What Causes High Blood Pressure? Risks and Triggers

High blood pressure develops when the force of blood pushing against your artery walls stays too high over time. A reading of 130/80 or above is now classified as hypertension. In roughly 90 to 95% of cases, there’s no single identifiable cause. Instead, a combination of genetics, aging, body weight, diet, and lifestyle factors gradually push your numbers up. The remaining 5 to 10% of cases stem from a specific underlying condition, like kidney disease or a hormonal disorder, that can sometimes be reversed with treatment.
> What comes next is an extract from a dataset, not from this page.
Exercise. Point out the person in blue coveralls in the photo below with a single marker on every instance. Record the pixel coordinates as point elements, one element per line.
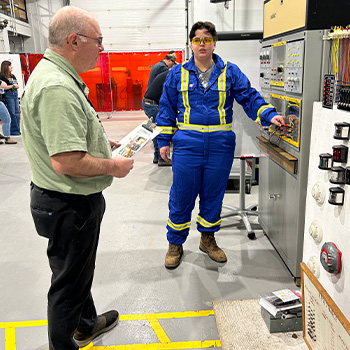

How Blood Pressure Categories Break Down

Understanding the thresholds helps put the causes in context. Normal blood pressure is below 120/80. Readings between 120 and 129 systolic (the top number) with a bottom number still under 80 are considered elevated, a warning zone where lifestyle changes can make a real difference. Stage 1 hypertension starts at 130/80, and Stage 2 begins at 140/90 or higher. Many of the causes below don’t push you from normal to dangerous overnight. They nudge your numbers up gradually over years, which is why high blood pressure often goes unnoticed until a routine check catches it.

Your Arteries Get Stiffer With Age

Aging is the single most universal contributor to rising blood pressure. Your arteries are lined with elastic fibers that stretch with every heartbeat and spring back between beats, keeping the flow of blood smooth. Over decades, those elastic fibers break down and get replaced by stiffer collagen. The ratio of elastin to collagen drops, and the collagen itself develops chemical cross-links that make it even more rigid. Inflammation and calcium deposits accelerate the process.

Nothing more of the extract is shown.